Alternative Strategies: South Africa’s Water Policy

Andrea Arango’s article, entitled Alternative Strategies: South Africa’s Water Policy, will be issued on Thursday, May 1st. This COHA publication is another in the organization’s contribution to the debate over who will control the world’s water supply.

The Growing Debate on who will Control the World’s Water Supply

The current 1.1 billion people worldwide without access to potable water only opens one of the smaller windows on the injustices and the multiple casualties being wrought by private water-related industries. In fact, many are clueless to the magnitude of the victims— present and projected — of the growing water crisis as well as to the inhumane implications of the role of the private sector in regards to treating water as a commodity that can be owned and sold for profit. As of now, 2.6 billion people are at high risk for not having access to potable and an additional 1.8 million children die each year from water-related diseases.

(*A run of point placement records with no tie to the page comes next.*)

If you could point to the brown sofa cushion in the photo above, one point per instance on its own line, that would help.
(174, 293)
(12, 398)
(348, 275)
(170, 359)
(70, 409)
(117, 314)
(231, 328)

In the mix of chaos, despair, and confusion, which most affects the poorer elements of society, it is important to note the private corporations’ role, which some critics have identified as being among the major culprits in causing the crisis. Within recent decades, water privatization firms such as Suez, Vivendi, and RWE have bought control of a number of communities’ municipal water services, and then drastically increased the price of water; with some of them failing to effectively purify the water resources they had come to monopolize.

An Innate Right

The heightened trend towards water privatization has gone almost undetected by the general public for well over a decade, despite the huge ramifications it is having on many lives. Public water advocates argue that it is a necessity of life and no individual or corporation has the right to seize ownership and place a value on the resource. Water is for life, not for profit. Author Vadana Shiva resolutely states that “water is a commons because it is the basis of all life. Water rights are natural rights and thus usufructuary rights, meaning that water can be used, but not owned.” Water privatization has caused considerable strife around the world, specifically in less industrialized nations. Major water companies, with the help of the World Bank and International Monetary Fund (IMF), continue to divest communities of their natural right to water, thus undermining the essence of democracy as well as contributing to an insidious form of global deprivation.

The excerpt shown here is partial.